The audio is only presented in Dolby Digital 5.1 English with no subtitles available. Not overly dramatic or demanding on the ears, the film wants for directional effects, but the soundtrack doesn't deliver. Background noise at a casino should dominate my rear speakers during many of the scenes, but alas, it does not. All the sound merging solely on the front center speaker should highlight Hoffman's tunnel vision, but alas, it does not. In the beginning there is a round-the-room audio spin along a roulette wheel, but after that, nada. What you do get is adequately presented, mainly dialogue in the front center, and for the demands placed upon the listener nothing special is demonstrated either.
Since Owning Mahowny is based on a real person, there should be a wealth of supplements to round out the movie presentation. Perhaps a commentary track with the real Mahowny, or some interviews? No? Not even a short featurette on gambling addiction? No? Phooey. All we do get are trailers for Love Liza, Masked and Anonymous, Punch-Drunk Love and Owning Mahowny. Whoopee.
The Rebuttal Witnesses
There is a lot of bank mumbo-jumbo talk in the film, that while important and necessary, nevertheless kills the pacing of the film. They did do a good job whittling it down to the bare necessities saving us from page after page of bank legalese said in triplicate, but the drama it tries to build still feels hollow and fake.
The script itself is also quite boring when it comes down to it. The saving grace of the film is Hoffman's acting, and on that alone the movie is saved.

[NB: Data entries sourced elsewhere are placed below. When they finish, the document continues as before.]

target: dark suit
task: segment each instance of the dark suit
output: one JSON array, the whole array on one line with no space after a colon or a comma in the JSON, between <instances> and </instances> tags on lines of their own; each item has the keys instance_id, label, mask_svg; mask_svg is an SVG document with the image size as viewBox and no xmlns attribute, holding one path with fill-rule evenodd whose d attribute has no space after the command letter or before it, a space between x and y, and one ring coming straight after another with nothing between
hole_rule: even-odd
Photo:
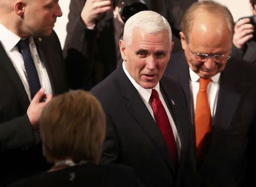
<instances>
[{"instance_id":1,"label":"dark suit","mask_svg":"<svg viewBox=\"0 0 256 187\"><path fill-rule=\"evenodd\" d=\"M180 186L187 181L185 172L192 173L187 165L192 139L187 105L177 82L163 77L160 88L181 140L177 172L174 169L163 136L122 67L91 90L107 116L102 161L132 167L146 186Z\"/></svg>"},{"instance_id":2,"label":"dark suit","mask_svg":"<svg viewBox=\"0 0 256 187\"><path fill-rule=\"evenodd\" d=\"M87 163L24 178L9 187L142 187L130 167Z\"/></svg>"},{"instance_id":3,"label":"dark suit","mask_svg":"<svg viewBox=\"0 0 256 187\"><path fill-rule=\"evenodd\" d=\"M172 35L175 42L172 53L182 50L179 35L182 12L195 1L145 1L150 10L163 15L170 23L175 33ZM119 39L116 36L115 38L114 28L118 24L114 24L113 11L101 15L97 19L95 28L88 29L80 16L85 2L86 0L71 1L67 35L63 49L68 67L68 79L74 89L90 89L122 62L122 60L117 60L118 48L116 49L115 40Z\"/></svg>"},{"instance_id":4,"label":"dark suit","mask_svg":"<svg viewBox=\"0 0 256 187\"><path fill-rule=\"evenodd\" d=\"M180 81L190 104L193 99L184 53L172 56L165 74ZM255 186L255 65L233 59L221 73L212 133L199 166L204 186Z\"/></svg>"},{"instance_id":5,"label":"dark suit","mask_svg":"<svg viewBox=\"0 0 256 187\"><path fill-rule=\"evenodd\" d=\"M232 45L232 53L231 55L233 58L243 59L248 62L256 64L256 41L250 40L245 44L245 49L241 50L237 48L234 44Z\"/></svg>"},{"instance_id":6,"label":"dark suit","mask_svg":"<svg viewBox=\"0 0 256 187\"><path fill-rule=\"evenodd\" d=\"M53 32L34 39L45 65L53 95L68 90L61 48ZM0 186L45 170L38 132L33 132L27 110L30 100L12 62L0 43Z\"/></svg>"}]
</instances>

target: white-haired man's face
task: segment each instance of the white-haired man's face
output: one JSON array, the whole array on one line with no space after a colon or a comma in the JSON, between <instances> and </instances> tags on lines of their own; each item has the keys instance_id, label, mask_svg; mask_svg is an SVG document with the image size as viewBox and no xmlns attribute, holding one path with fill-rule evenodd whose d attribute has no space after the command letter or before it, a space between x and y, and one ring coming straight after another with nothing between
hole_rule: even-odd
<instances>
[{"instance_id":1,"label":"white-haired man's face","mask_svg":"<svg viewBox=\"0 0 256 187\"><path fill-rule=\"evenodd\" d=\"M136 82L144 88L152 88L161 79L170 60L173 44L168 31L149 33L135 29L133 41L125 46L119 42L125 67Z\"/></svg>"}]
</instances>

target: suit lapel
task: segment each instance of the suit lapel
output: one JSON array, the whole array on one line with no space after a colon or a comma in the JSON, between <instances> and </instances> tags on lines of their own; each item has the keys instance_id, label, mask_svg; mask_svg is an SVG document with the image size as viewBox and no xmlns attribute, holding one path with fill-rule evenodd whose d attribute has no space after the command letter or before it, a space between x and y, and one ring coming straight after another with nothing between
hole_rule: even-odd
<instances>
[{"instance_id":1,"label":"suit lapel","mask_svg":"<svg viewBox=\"0 0 256 187\"><path fill-rule=\"evenodd\" d=\"M230 125L241 97L241 94L238 91L239 80L234 76L232 72L233 69L229 67L229 63L221 75L216 112L213 120L213 126L224 129L228 129Z\"/></svg>"},{"instance_id":2,"label":"suit lapel","mask_svg":"<svg viewBox=\"0 0 256 187\"><path fill-rule=\"evenodd\" d=\"M54 72L53 71L54 69L53 67L51 67L51 66L54 65L54 62L51 62L51 58L49 56L49 54L52 54L52 53L48 52L49 48L48 45L49 45L49 43L46 43L45 38L35 37L34 39L40 60L41 60L42 63L43 63L47 71L48 76L49 76L51 84L52 92L54 95L55 93L55 90L54 89L56 87L55 86L55 79L53 77L53 75L54 75Z\"/></svg>"},{"instance_id":3,"label":"suit lapel","mask_svg":"<svg viewBox=\"0 0 256 187\"><path fill-rule=\"evenodd\" d=\"M184 126L184 125L187 125L187 124L184 124L184 122L180 121L180 119L183 118L182 116L185 115L186 114L179 113L179 110L177 107L177 105L179 104L177 102L177 98L183 97L183 96L177 95L175 91L170 90L170 88L172 88L173 87L170 86L170 83L165 83L164 76L163 76L160 85L162 85L162 90L166 99L166 103L167 106L168 106L169 110L175 121L175 126L180 137L181 149L180 150L179 168L182 168L183 167L183 164L187 162L184 159L187 159L186 155L183 154L183 151L188 147L188 137L189 137L189 133L191 133L190 131L187 130L188 127Z\"/></svg>"},{"instance_id":4,"label":"suit lapel","mask_svg":"<svg viewBox=\"0 0 256 187\"><path fill-rule=\"evenodd\" d=\"M22 103L24 110L27 111L27 108L30 105L30 100L27 92L13 63L1 43L0 62L0 66L1 67L0 69L6 73L8 78L11 80L14 87L16 90L16 95Z\"/></svg>"},{"instance_id":5,"label":"suit lapel","mask_svg":"<svg viewBox=\"0 0 256 187\"><path fill-rule=\"evenodd\" d=\"M174 168L171 163L167 147L163 136L152 117L147 107L134 87L125 75L122 66L118 69L117 81L121 90L122 96L127 100L126 107L139 125L151 138L157 149L161 152L172 173Z\"/></svg>"}]
</instances>

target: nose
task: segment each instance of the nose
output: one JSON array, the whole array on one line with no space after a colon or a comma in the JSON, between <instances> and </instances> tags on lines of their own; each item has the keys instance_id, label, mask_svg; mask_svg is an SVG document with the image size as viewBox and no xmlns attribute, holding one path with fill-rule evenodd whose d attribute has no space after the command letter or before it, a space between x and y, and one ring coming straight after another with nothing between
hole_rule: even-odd
<instances>
[{"instance_id":1,"label":"nose","mask_svg":"<svg viewBox=\"0 0 256 187\"><path fill-rule=\"evenodd\" d=\"M148 56L147 58L146 67L150 70L154 70L156 67L156 61L153 56Z\"/></svg>"},{"instance_id":2,"label":"nose","mask_svg":"<svg viewBox=\"0 0 256 187\"><path fill-rule=\"evenodd\" d=\"M207 69L212 69L215 66L215 62L213 58L209 58L205 60L204 66Z\"/></svg>"},{"instance_id":3,"label":"nose","mask_svg":"<svg viewBox=\"0 0 256 187\"><path fill-rule=\"evenodd\" d=\"M57 4L57 6L56 8L55 15L57 17L61 17L63 15L61 8L60 8L60 5L59 3Z\"/></svg>"}]
</instances>

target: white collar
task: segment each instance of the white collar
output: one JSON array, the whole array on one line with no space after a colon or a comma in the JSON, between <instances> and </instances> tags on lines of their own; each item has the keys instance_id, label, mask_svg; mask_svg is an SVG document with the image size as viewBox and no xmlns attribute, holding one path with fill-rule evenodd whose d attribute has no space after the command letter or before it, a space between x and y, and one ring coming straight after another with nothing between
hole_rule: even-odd
<instances>
[{"instance_id":1,"label":"white collar","mask_svg":"<svg viewBox=\"0 0 256 187\"><path fill-rule=\"evenodd\" d=\"M192 82L197 82L200 78L196 73L195 73L193 70L189 67L189 75L190 79ZM218 73L214 76L212 76L210 79L212 82L214 83L218 83L220 80L220 73Z\"/></svg>"},{"instance_id":2,"label":"white collar","mask_svg":"<svg viewBox=\"0 0 256 187\"><path fill-rule=\"evenodd\" d=\"M0 23L0 41L6 51L12 50L20 40L20 37Z\"/></svg>"}]
</instances>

Owning Mahowny's DVD presentation is so lackluster that the only reason you should own this disc is to see Hoffman's performance, but a rental would do the same thing. A touchy subject matter such as gambling addiction can be a hard thing to present, even watch at time, but if a loved one you know may be headed down that dark path, show them this movie before it's too late.
Hoffman is given special commendation by this court, but Columbia is fined heavily for their treatment of the DVD. Court adjourned.